Yes we can be sorry about Christianity declining but we might be better off if it did it more quickly for awhile.
A friend of mine pointed out this story from Pew Research: “The Changing Religious Landscape: Christians Decline Sharply as Share of Population; Unaffiliated and Other Faiths Continue to Grow.”
It is bad news, but there is also some good news in the story.
The Christian share of the U.S. population is declining, while the number of U.S. adults who do not identify with any organized religion is growing, according to an extensive new survey by the Pew Research Center. Moreover, these changes are taking place across the religious landscape, affecting all regions of the country and many demographic groups. While the drop in Christian affiliation is particularly pronounced among young adults, it is occurring among Americans of all ages. The same trends are seen among whites, blacks and Latinos; among both college graduates and adults with only a high school education; and among women as well as men.

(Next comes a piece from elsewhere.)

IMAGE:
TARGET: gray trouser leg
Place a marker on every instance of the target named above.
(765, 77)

To be sure, the United States remains home to more Christians than any other country in the world, and a large majority of Americans – roughly seven-in-ten – continue to identify with some branch of the Christian faith. But the major new survey of more than 35,000 Americans by the Pew Research Center finds that the percentage of adults (ages 18 and older) who describe themselves as Christians has dropped by nearly eight percentage points in just seven years, from 78.4% in an equally massive Pew Research survey in 2007 to 70.6% in 2014. Over the same period, the percentage of Americans who are religiously unaffiliated – describing themselves as atheist, agnostic or “nothing in particular” – has jumped more than six points, from 16.1% to 22.8%. And the share of Americans who identify with non-Christian faiths also has inched up, rising 1.2 percentage points, from 4.7% in 2007 to 5.9% in 2014. Growth has been especially great among Muslims and Hindus, albeit from a very low base.

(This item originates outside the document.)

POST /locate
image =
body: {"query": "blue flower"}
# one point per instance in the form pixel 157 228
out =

So, seventy percent of Americans still identify with Christianity. We can be sure that some significant number of them are morally and doctrinally compromised, but that is still something. Also, Evangelical Christians are still the largest group in the United States. That’s pretty amazing to me.
Some of the Pew study’s good news for Christians is really bad news. The fact that “the United States remains home to more Christians than any other country in the world,” means we are still waiting for the explosive growth of Christianity in China and in many other places mainly in the Southern hemisphere to overtake our declining numbers.
Furthermore, it seems to me that we might wish that the decline should happen faster. Why do I say that? Simply because I think most of these people who have shifted into the “unaffiliated” camp didn’t sin by leaving. They sinned by pretending as long as they did. We have too many “Christians” twisting the Gospel to justify abortion, homosexuality, and homosexual “marriage.”
I’d rather be part of a smaller group that actually trusted God and believed the Bible.